In the new study babies randomized to the human-milk based fortifier had an incidence of NEC of 5%; in the older study Sullivan S, et al. An Exclusively Human Milk-Based Diet Is Associated with a Lower Rate of Necrotizing Enterocolitis than a Diet of Human Milk and Bovine Milk-Based Products. The Journal of pediatrics. 2010;156(4):562-7.e1. The exclusive human milk group had an incidence of NEC of 6%.
That means that in total there are about 29+138+64 (=231) babies from the randomized trials who have received an exclusive human milk based diet, and in those 3 groups there were 12 cases of NEC stage 2 or more. For an incidence of just under 5%, and 95% confidence intervals of just under 3% to just over 9%, 99% confidence intervals are 2.2% to 10%
So it seems unlikely that a larger study would show a complete elimination of NEC, and cost-efficacy will depend on whether NEC really is decreased by replacing bovine-protein based fortification with human-milk based fortification.

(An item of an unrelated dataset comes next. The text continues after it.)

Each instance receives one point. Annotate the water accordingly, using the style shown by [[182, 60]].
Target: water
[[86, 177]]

It seems from the available studies that supplementing mother’s own milk with a pasteurized donor milk when there is not enough mother’s milk, decreases NEC, even when the milk is fortified with bovine milk products. In contrast there are no reliable data that going the next step and replacing the fortifier with a human-milk based product has any influence on the primary outcome of O’Connor, which was major feeding interruptions, or any of the other indicators of tolerance, which were very similar between the groups. It may be that diluting the bovine proteins in human milk, rather than giving a full feed of bovine-based milk, has very different impacts on gut inflammation. If there is an impact on NEC it is probably quite small. Growth variables were also no different between groups, partly because, probably, the human milk based group were immediately fortified to a higher assumed calorie density than the bovine based fortification group. With this difference in feeding approach, the weight, length, and head circumference remained very similar.
Late onset sepsis was numerically lower in the human milk based group, but may have been due to random error, Intriguingly though, severe retinopathy was much lower in the human milk based group (RoP needing intervention or stage 4 or 5) 6 cases (bovine fortifier) vs 1 case (human fortifier). Retinopathy of all grades was very similar in Sullivan’s study, and Cristofalo’s by diet group; so this might just be a chance, finding, but needs to be pursued in other epidemiologic work.